Going into Tuesday’s Supreme Court oral argument, supporters of limits on campaign contributions were afraid, very afraid, that a majority of the court would signal that it was ready to declare them unconstitutional. Based on questions and comments from Chief Justice John G. Roberts Jr., widely viewed as the swing vote in the case, their trepidation seems at least partly justified. The issue before the court is whether it violates the 1st Amendment to limit donors to an “aggregate” limit on what they can donate to all candidates and party committees combined; the current ceiling is $123,200. Shaun McCutcheon, a Republican donor from Alabama, has challenged the aggregate limit, though not the “base” limit on what a donor can give an individual candidate ($2,600 in the current election cycle).
In its landmark 1976 decision in Buckley vs. Valeo, the court drew a distinction between limits on expenditures by candidates and independent groups, which violate the 1st Amendment, and limits on contributions to candidates and parties, which receive less constitutional protection. The theory is that contributions are less of an expressive act and are likelier to lead to corruption.

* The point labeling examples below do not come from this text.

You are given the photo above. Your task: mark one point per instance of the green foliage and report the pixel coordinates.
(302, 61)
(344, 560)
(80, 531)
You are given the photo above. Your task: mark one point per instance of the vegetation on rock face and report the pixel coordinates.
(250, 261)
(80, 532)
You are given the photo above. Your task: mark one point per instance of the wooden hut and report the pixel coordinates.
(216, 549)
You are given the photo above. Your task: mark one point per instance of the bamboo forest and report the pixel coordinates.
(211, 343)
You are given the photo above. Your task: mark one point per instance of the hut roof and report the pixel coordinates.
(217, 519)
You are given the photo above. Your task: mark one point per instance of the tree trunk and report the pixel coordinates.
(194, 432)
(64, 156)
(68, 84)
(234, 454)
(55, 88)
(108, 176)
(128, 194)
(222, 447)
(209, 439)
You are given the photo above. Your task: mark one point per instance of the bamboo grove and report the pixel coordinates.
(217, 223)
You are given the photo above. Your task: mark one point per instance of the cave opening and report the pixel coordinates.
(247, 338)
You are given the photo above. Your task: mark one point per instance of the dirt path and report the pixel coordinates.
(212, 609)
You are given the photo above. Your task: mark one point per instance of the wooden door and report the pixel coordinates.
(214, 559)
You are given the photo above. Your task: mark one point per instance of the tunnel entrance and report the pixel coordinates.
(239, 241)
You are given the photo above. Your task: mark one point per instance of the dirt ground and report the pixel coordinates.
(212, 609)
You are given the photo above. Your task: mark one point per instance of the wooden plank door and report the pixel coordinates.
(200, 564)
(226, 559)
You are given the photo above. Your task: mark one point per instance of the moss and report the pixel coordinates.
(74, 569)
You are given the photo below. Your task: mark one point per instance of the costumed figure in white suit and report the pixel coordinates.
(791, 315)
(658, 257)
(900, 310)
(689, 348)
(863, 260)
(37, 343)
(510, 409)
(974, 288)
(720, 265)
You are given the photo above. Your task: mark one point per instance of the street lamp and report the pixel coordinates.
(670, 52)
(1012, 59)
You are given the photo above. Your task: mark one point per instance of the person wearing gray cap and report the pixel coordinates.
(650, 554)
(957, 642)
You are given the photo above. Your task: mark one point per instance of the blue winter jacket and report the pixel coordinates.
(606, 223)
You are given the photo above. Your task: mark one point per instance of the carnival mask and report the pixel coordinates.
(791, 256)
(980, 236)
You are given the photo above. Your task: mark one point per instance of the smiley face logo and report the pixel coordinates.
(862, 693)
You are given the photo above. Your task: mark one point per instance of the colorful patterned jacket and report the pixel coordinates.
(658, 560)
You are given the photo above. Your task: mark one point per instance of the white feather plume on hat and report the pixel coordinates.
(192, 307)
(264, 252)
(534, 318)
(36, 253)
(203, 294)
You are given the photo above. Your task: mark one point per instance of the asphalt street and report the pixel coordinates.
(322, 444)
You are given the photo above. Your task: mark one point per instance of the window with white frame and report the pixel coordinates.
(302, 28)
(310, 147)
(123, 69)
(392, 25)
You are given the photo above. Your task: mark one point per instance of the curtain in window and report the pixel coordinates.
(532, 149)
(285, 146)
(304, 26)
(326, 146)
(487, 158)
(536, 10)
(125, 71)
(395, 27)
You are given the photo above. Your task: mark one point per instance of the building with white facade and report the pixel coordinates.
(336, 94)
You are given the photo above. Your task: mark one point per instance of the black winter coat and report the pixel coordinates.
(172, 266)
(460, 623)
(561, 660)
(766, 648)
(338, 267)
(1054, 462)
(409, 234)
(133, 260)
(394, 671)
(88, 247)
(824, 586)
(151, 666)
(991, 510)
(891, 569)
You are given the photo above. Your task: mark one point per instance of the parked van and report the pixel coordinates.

This distinction has been ridiculed both by conservatives who believe contributions and expenditures should be unregulated, and by liberals who think both can be subject to limits to constrain the influence of big money. Justice Elena Kagan channeled the latter group at Tuesday’s argument when she told Solicitor General Donald Verrilli: “I suppose that if this court is having second thoughts about its rulings that independent expenditures are not corrupting, we could change that part of the law.”